Long GRBs, on the other hand, are associated with supernovae – the collapse of massive stars.

However, in four recent papers published in Nature and one in Nature Astronomy, researchers have observed a “strange” GRB whose duration and presumed origin do not match these classifications.

Observations of this GRB suggest that it comes from the conjunction of two dense objects, such as neutron stars.

GRB 211211A comes from a galaxy 1.1 billion light-years away, and the duration of this bright outburst is about 1 minute.

Eleonora Troja and coworkers believe that this GRB was caused by a kilonova – an explosion that occurs after the collision of two dense objects.

Jillian Rastinejad and coworkers came to the same conclusion, suggesting that the complex light-change curve observed in GRB 211211A (but rarely seen in long GRBs associated with supernovae) may point to a merger event.

Binbin Zhang and coworkers point out that the GRB itself is too long in duration to be classified as a short GRB, and propose to explain the gamma-ray and kilonova emission in terms of a new predecessor object of this GRB.

Alessio Mei and coworkers reported high-energy gamma rays that started about 16 minutes after the GRB and lasted more than 5 hours, which they attributed to photons released by a kilonova.

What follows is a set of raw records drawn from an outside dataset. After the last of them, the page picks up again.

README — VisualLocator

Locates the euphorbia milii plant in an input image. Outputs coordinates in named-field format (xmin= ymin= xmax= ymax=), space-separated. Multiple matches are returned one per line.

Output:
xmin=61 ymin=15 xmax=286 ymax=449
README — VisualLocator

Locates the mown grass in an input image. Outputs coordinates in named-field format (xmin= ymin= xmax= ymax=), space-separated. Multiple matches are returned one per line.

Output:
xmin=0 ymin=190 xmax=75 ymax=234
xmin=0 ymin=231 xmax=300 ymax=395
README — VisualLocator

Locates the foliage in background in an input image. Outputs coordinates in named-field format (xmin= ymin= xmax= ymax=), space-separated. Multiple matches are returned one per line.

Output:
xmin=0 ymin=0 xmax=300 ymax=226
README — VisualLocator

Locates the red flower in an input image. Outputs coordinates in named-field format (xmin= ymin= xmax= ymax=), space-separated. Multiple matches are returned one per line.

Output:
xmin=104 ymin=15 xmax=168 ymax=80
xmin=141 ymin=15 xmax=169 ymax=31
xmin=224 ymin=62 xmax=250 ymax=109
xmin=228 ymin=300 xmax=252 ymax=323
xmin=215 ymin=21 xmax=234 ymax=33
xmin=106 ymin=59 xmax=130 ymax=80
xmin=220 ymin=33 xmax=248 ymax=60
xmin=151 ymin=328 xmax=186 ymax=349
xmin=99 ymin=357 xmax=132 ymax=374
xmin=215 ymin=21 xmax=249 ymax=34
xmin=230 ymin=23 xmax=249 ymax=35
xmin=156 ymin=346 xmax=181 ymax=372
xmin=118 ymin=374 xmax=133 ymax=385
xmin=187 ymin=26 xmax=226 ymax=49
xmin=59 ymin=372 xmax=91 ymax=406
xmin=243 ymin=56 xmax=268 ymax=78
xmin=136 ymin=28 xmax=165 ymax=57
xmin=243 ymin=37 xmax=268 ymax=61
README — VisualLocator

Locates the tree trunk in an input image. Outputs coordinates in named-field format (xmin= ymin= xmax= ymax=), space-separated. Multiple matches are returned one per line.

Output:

Benjamin Gompertz and co-workers found that the high-energy emission from gamma-ray burst GRB 211211A is consistent with a scenario driven by a merger event.

They conducted a 5-minute observation of the event using multiple instruments at the Fermi Gamma-ray Space Telescope and the Graysless Rainbird Observatory and found that this high-energy radiation was produced by electrons moving near the speed of light.

According to one possible explanation, these relativistic electrons may have formed an outward flow under the acceleration of the “proto-magdas” created during the merger.